When she was out of the wood, and walking up to Crackrattle, she remembered what the Wise Woman had told her, that the first thing she saw with wings she must ask it to return with her to the hut; but the only winged creature that she noticed as she went up the valley was a large butterfly—or what she thought was a butterfly—on a great stone.

‘The Wise Woman cannot want a butterfly to go back with me to her house,’ said Betty to herself. ‘But perhaps I had better ask it to come;’ and speaking gently, so as not to frighten away the lovely thing on the stone, she said: ‘Little butterfly, please will you, for Gratitude’s sake, come with me to the Wise Woman’s hut?’ and to her amazement the tiny creature answered back:

‘Gladly will I go with you. But, excuse me, I am not a butterfly. I am one of the Lady Soft Winds whom you freed from the tangle into which the old witch threw us.’

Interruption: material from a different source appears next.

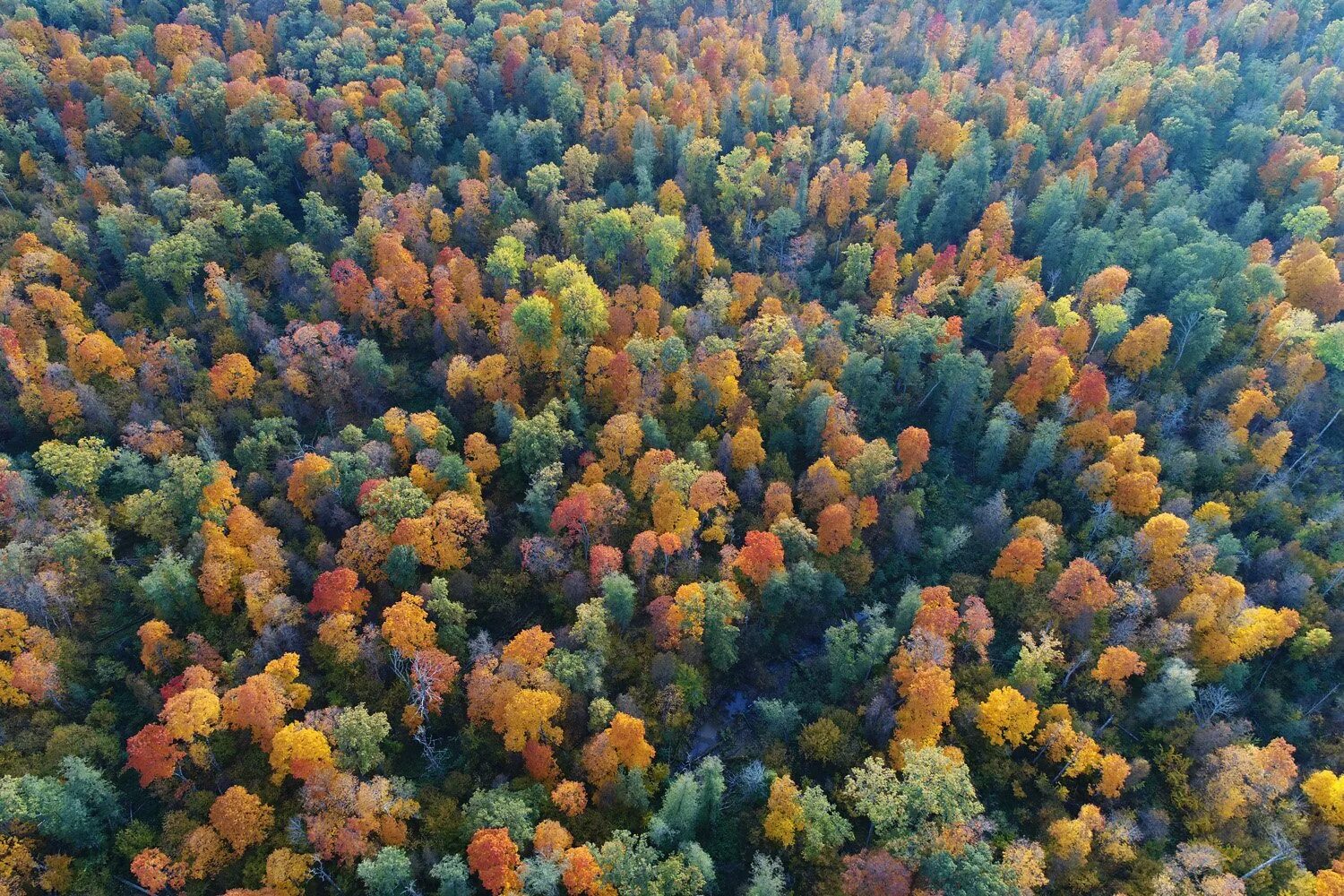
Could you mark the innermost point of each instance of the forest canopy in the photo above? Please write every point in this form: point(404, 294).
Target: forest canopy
point(618, 447)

It began to rise on its azure wings as it spoke, and as it rose Betty saw it was indeed a fairy. It had the dearest little face she had ever seen, and as for its eyes, they were bluer than its own wings, and its soft, round cheeks were a more delicate pink than the cross-leaved heath that flowered on the downs early in the summer.

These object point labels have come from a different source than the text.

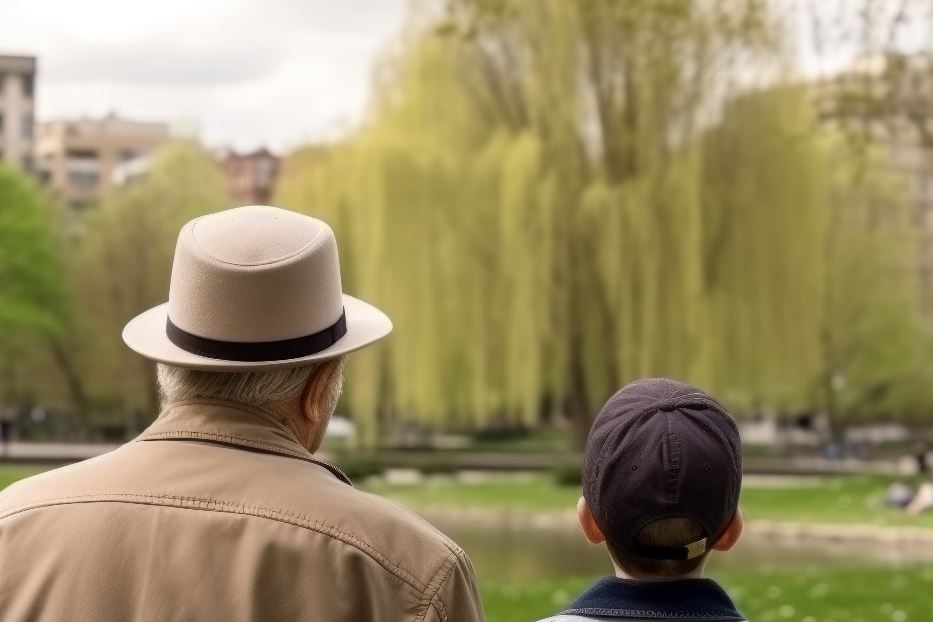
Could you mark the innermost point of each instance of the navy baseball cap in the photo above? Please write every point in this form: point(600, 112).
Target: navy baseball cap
point(661, 449)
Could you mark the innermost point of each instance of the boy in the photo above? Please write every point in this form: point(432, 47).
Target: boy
point(661, 478)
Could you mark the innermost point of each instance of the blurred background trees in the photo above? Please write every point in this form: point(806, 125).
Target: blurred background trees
point(551, 198)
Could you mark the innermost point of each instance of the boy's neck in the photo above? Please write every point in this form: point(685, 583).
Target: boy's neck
point(696, 573)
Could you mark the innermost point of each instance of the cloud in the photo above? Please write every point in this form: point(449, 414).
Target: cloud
point(161, 60)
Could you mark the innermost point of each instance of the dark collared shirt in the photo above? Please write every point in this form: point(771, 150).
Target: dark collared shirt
point(685, 600)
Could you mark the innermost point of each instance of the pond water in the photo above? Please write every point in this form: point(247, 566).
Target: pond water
point(513, 552)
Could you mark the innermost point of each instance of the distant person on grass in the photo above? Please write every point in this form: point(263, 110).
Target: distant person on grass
point(220, 510)
point(661, 480)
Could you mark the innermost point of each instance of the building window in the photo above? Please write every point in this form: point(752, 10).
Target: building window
point(85, 180)
point(82, 154)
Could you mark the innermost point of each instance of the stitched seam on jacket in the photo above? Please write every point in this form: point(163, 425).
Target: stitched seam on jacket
point(647, 613)
point(250, 442)
point(198, 503)
point(440, 578)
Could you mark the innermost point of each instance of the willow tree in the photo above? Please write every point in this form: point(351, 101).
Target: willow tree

It flew on beside her, and Betty was so taken up with watching it that she did not notice when she got up to Crackrattle that a dozen other fairy-like creatures were flying over the downs towards her, until they were quite close.

‘We are the Lady Soft Wind’s sisters,’ they said, ‘and out of deep gratitude to you we have come to go with you to the Wise Woman’s hut.’

‘Have you really, you little dears?’ was all Betty could find words to say. ‘Come along, then.’

And they came, and were a rhythm of colour as they flew beside her, or, as the child expressed it, ‘a little flying garland of flowers.’

Thus accompanied, Betty came to the hut, where, in the doorway, stood the Wise Woman, leaning on her stick, evidently awaiting her and her companions’ arrival.

‘We have come,’ said one of the little creatures.